Moins, voir plus du tout de déplacements, constitue l'amorce d'un programme qui, couplé à la fin annoncée par certains de la maison individuelle, nous annonce une ville toute en verticalité qui ressemblerait à s'y méprendre au Los-Angeles futuriste de Blade Runner. Des tours, d'immenses tours où, dans l'idéal, toute la population serait contrainte de vivre. Plus besoin de se déplacer ! Naître, vivre (ou survivre) et mourir au même endroit constituerait alors la promesse ultime d'une vraie "mobilité alternative" pour une population devenue totalement citadine par la force des choses. Mais une humanité immobile, enfermée dans des cités auto-suffisantes, et, dès-lors condamnée au statu quo, pourrait-elle encore évoluer ou sera-t-elle contrainte à une manière de régression (la fameuse "décroissance" prônée par certains) ? Le changement sans mouvement est-il possible ? De quoi se prendre à rêver, non ?
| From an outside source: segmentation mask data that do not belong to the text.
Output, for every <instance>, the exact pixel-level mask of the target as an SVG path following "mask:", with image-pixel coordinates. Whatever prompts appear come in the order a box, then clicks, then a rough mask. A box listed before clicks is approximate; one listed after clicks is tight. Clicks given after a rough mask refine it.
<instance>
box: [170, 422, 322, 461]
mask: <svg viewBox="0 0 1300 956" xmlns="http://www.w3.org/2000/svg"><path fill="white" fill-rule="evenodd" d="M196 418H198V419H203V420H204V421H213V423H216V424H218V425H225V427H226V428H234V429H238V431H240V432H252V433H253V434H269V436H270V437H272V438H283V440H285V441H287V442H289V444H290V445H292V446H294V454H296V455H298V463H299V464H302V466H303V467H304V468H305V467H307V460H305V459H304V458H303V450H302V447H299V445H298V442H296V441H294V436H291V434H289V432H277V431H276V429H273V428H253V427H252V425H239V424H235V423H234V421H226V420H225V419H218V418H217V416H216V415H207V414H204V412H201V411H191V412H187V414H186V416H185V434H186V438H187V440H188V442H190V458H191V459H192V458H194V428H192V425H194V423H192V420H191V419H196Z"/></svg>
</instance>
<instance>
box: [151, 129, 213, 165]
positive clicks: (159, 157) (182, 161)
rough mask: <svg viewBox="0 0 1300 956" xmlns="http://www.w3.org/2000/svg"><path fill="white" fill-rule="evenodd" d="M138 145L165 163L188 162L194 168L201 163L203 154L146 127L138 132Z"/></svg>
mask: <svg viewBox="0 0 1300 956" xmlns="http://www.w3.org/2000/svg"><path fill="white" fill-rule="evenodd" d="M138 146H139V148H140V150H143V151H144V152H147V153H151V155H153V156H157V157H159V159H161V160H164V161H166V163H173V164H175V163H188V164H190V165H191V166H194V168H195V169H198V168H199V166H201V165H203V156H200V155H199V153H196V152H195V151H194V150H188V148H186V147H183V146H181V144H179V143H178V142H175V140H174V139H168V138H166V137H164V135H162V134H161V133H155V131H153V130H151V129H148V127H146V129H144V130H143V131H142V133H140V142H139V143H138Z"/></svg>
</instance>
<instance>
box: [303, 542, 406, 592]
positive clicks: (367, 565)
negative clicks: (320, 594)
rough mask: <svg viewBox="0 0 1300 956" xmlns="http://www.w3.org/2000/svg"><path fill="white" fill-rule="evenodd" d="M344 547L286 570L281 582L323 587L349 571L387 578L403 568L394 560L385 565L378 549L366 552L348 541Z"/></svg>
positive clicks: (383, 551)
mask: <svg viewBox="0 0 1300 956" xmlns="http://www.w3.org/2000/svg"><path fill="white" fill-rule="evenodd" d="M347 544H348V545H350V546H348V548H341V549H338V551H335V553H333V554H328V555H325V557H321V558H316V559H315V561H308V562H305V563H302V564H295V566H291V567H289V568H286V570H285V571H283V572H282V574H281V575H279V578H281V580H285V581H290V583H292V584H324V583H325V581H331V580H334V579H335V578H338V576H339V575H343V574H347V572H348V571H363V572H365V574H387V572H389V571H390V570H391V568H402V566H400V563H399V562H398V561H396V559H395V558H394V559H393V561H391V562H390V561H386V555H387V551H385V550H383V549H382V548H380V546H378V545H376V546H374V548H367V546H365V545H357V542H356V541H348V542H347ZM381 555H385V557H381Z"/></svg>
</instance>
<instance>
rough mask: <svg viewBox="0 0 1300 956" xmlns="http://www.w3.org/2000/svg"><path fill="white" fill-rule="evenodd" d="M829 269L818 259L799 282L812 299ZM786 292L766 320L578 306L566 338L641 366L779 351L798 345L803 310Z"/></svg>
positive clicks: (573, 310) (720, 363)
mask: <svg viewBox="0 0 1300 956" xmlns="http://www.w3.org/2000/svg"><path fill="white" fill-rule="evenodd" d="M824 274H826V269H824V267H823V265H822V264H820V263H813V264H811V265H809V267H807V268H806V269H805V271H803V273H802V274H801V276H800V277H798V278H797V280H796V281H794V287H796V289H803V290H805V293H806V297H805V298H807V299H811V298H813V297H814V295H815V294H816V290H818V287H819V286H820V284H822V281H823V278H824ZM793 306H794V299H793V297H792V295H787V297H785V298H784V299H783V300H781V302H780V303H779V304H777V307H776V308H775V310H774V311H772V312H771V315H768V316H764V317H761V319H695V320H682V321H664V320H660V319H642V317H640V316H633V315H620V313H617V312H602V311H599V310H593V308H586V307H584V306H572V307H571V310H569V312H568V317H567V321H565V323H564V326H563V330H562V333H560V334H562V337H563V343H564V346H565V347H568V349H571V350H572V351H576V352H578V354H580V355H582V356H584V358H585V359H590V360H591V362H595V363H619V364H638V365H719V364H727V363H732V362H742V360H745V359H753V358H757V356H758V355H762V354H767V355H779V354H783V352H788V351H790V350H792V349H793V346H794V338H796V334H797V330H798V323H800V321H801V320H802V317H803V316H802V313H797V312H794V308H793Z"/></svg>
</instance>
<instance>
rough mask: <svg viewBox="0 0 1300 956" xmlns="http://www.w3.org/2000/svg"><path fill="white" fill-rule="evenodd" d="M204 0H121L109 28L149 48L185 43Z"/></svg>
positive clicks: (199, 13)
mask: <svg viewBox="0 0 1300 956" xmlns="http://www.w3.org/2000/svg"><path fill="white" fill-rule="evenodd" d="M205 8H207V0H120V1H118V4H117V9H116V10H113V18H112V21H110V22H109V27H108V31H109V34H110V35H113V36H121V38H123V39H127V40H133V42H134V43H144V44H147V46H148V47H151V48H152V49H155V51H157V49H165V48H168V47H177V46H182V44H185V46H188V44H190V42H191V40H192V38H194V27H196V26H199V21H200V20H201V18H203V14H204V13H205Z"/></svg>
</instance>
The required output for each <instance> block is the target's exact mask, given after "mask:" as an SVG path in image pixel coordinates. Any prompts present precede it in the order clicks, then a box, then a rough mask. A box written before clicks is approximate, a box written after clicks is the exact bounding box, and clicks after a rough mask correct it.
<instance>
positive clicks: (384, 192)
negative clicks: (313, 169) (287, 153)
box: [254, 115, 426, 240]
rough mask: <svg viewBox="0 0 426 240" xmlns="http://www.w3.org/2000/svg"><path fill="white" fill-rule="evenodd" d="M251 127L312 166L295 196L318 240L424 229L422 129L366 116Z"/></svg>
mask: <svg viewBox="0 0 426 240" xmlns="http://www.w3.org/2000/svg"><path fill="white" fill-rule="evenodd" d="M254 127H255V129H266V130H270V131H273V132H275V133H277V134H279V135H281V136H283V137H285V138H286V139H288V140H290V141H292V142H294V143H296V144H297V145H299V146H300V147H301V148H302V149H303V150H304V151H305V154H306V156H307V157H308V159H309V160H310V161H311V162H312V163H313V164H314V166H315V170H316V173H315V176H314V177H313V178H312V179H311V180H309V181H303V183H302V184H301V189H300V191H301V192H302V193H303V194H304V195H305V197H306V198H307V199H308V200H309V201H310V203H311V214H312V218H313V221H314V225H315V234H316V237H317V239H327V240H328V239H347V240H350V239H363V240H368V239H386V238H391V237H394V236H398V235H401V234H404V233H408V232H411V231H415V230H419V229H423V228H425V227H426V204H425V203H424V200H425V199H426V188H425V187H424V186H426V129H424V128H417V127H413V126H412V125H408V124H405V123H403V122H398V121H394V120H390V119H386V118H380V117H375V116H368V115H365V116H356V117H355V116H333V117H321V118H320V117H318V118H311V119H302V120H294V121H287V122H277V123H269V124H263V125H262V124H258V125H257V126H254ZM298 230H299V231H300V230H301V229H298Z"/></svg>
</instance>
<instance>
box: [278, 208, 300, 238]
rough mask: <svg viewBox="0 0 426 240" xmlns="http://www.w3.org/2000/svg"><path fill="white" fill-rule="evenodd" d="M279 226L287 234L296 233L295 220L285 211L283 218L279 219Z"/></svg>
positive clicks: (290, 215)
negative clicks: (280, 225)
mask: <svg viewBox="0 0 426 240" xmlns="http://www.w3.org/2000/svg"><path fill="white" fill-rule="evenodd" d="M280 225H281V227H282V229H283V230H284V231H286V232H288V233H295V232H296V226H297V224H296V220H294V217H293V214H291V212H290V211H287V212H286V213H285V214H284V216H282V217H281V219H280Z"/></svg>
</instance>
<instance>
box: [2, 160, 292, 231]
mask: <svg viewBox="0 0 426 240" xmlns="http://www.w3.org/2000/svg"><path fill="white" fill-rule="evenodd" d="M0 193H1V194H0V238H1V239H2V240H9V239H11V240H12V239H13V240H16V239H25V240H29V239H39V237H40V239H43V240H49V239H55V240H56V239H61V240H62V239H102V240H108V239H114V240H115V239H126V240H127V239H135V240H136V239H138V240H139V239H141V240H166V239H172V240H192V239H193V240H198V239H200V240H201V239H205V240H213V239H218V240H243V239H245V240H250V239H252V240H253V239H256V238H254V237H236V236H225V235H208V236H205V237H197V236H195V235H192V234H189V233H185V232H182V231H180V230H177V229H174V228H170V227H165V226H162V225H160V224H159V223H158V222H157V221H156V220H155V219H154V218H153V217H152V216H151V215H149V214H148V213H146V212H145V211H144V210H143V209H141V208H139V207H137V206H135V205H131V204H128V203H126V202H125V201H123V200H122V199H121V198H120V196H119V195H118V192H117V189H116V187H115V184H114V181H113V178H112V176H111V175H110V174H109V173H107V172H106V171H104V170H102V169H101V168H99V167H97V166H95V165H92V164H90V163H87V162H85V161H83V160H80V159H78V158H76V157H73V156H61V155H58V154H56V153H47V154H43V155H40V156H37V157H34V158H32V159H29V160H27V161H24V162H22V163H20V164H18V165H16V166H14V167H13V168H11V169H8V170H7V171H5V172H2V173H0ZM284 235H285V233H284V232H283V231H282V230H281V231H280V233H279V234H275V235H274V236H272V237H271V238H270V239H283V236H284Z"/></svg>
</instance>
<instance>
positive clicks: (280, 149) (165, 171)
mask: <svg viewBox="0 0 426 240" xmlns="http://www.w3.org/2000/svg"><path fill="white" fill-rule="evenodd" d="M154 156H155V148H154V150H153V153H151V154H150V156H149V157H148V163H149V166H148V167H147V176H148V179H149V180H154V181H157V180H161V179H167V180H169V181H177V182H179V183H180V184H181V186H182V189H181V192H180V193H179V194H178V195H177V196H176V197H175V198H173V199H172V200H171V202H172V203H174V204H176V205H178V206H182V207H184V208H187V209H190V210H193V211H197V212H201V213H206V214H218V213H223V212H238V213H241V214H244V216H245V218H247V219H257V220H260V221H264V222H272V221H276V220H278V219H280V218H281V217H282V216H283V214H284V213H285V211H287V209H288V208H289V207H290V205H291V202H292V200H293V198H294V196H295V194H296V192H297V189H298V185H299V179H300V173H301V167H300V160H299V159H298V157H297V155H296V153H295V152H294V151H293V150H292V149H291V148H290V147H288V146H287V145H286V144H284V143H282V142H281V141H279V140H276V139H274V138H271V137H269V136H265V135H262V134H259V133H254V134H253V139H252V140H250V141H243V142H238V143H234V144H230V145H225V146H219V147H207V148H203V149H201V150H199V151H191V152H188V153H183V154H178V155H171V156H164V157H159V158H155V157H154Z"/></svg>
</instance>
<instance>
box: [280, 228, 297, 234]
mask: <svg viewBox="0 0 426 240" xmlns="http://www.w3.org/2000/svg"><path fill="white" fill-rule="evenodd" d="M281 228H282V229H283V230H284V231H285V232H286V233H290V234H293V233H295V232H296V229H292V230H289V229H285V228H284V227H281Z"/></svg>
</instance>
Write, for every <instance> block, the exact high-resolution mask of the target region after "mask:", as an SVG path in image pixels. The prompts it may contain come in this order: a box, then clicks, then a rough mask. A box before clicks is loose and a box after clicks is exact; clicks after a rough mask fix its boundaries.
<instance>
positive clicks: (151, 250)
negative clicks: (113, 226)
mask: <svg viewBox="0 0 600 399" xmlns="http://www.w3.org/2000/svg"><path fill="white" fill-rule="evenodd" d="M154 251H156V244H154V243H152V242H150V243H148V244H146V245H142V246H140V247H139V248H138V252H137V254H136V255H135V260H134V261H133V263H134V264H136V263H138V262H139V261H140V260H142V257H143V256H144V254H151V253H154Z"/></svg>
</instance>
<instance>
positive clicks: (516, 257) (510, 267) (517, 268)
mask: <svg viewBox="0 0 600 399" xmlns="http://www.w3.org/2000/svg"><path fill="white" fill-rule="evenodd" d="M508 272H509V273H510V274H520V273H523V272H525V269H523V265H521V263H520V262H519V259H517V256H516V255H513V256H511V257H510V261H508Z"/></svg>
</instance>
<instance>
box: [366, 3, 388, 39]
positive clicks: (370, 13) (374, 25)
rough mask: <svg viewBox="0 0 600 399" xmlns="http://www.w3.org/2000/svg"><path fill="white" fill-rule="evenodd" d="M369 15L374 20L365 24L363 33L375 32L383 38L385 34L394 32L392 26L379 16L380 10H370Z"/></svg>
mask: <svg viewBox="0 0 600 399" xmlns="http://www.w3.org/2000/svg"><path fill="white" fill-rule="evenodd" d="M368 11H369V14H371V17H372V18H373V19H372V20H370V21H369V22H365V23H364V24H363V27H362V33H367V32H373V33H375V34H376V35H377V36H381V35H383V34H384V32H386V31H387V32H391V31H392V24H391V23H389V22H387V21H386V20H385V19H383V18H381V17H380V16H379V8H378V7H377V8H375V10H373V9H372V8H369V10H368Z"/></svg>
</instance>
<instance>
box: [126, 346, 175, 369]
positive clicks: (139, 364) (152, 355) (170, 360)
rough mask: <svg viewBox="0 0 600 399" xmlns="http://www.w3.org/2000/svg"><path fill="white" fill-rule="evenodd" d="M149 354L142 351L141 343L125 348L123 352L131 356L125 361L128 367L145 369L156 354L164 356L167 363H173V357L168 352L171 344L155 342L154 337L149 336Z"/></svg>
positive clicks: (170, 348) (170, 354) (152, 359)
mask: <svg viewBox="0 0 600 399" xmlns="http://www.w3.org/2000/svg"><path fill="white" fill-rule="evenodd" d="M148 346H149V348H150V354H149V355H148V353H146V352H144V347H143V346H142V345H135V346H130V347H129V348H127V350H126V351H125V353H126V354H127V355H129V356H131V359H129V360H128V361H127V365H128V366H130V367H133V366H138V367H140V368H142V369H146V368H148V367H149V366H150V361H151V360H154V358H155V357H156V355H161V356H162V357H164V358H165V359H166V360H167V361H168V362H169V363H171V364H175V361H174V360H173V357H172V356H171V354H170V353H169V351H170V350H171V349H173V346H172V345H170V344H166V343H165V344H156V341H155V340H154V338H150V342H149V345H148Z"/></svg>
Madame Hidalgo a fait savoir qu'elle souhaitait s'attaquer, si elle était élue, à la vitesse sur les autoroutes. Un frein supplémentaire à la liberté d'aller et venir. C'est de moins en moins la conscience que nous avons de nos actes qui nous autorise - ou pas - à les commettre, mais la multiplication des interdictions qui nous en empêche. L'homme du XXIème serait-il à ce point inconscient pour que son existence ne puisse plus être conçue qu'encadrée par des règlements et des interdits en tous genres. Nous sommes chaque jour davantage poussés à ne plus rien penser mais à obéir pour ne plus jamais avoir à nous tromper.

La "circulation" et l’espace urbain, vus par Hidalgo

Avant de faire, dire et - bientôt - penser quoi que ce soit, il convient d'abord de prendre garde au respect scrupuleux d'injonctions et interdits en tous genres dont la multiplication finit par rendre incompréhensible les raisons même de leur érection. 

Ni loi, ni ordre c'est l'anarchie mais que serait donc un monde exclusivement régi par des interdits ?

Si la loi sans l'ordre peut être l'annonce de l'avènement d'un arbitraire régime de droits sans devoirs, l'ordre sans loi c'est à l'inverse la promesse d'une dictature des devoirs et, partant, de restriction des droits.

Cette séquence où les candidats à la magistrature suprême multiplient les annonces en tous genres synonymes de nouveaux interdits est très révélatrice de l'évolution globale de notre monde.

Fort heureusement, l'expérience nous enseigne qu'en période électorale, accumulation de promesses ne fait en rien promission.